# Running lgalloc benchmarks on a target host
## Prerequisites
* Rust toolchain (stable)
* `systemd-run` (systemd 232+, any modern Linux)
* Swap enabled (for paging benchmarks)
## Build
```sh
cargo build --release --bench alloc_bench
```
The binary is at `target/release/deps/alloc_bench-*` (pick the newest non-`.d` file).
## Throughput benchmarks
Measures lgalloc, system allocator, and raw mmap across 1/2/4/8/16 threads.
Limits: 4G RAM, no swap, 16 CPUs.
```sh
BENCH=$(ls -t target/release/deps/alloc_bench-* | grep -v '\.d$' | head -1)
systemd-run --user -p MemoryMax=4G -p MemorySwapMax=0 -p CPUQuota=1600% \
--wait --pipe "$BENCH"
```
Adjust `CPUQuota` to match the host (100% per core, e.g. 800% for 8 cores).
## Paging benchmarks
Allocates 3x the memory limit, forces swap, measures random read latency (CCDF)

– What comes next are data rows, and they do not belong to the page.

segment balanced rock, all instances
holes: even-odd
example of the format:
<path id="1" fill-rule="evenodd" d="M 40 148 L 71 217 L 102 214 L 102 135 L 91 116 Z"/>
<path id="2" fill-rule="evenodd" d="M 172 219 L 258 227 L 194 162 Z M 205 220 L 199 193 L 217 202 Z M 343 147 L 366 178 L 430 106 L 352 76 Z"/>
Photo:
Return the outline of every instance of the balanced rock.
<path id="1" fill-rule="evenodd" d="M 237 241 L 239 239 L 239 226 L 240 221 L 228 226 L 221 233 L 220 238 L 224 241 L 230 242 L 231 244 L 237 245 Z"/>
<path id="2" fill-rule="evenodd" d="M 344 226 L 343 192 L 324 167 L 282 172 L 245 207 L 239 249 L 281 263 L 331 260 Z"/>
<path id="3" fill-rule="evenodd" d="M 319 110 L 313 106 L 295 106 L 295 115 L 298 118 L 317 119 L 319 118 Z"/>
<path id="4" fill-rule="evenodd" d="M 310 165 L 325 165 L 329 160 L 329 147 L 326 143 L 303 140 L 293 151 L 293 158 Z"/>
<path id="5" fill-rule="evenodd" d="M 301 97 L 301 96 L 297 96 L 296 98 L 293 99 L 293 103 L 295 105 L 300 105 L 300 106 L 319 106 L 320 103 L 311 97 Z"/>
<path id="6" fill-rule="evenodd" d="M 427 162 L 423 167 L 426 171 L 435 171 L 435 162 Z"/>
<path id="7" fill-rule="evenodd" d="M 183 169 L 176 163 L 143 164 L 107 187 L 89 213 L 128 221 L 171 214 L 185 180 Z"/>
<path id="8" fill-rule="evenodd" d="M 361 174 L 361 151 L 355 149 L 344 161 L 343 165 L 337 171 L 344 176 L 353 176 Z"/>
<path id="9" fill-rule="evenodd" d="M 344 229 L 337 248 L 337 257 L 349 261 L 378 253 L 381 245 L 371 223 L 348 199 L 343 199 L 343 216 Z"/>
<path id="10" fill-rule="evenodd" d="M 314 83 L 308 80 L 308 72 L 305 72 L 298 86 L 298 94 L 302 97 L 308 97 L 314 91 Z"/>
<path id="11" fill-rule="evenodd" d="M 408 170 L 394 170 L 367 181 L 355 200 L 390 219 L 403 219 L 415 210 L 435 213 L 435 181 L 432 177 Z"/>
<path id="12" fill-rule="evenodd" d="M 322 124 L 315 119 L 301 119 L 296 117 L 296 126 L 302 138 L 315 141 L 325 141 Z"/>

and realloc+touch latency from a swapped pool.
```sh
systemd-run --user -p MemoryMax=512M -p MemorySwapMax=4G -p CPUQuota=1600% \
--wait --pipe "$BENCH" -- --paging
```
For heavier swap pressure:
```sh
systemd-run --user -p MemoryMax=128M -p MemorySwapMax=4G -p CPUQuota=1600% \
--wait --pipe "$BENCH" -- --paging
```
## What to look at
* **lgalloc vs sysalloc+touch**: the main comparison.
lgalloc reuses faulted pages; the system allocator mmaps/munmaps on each cycle.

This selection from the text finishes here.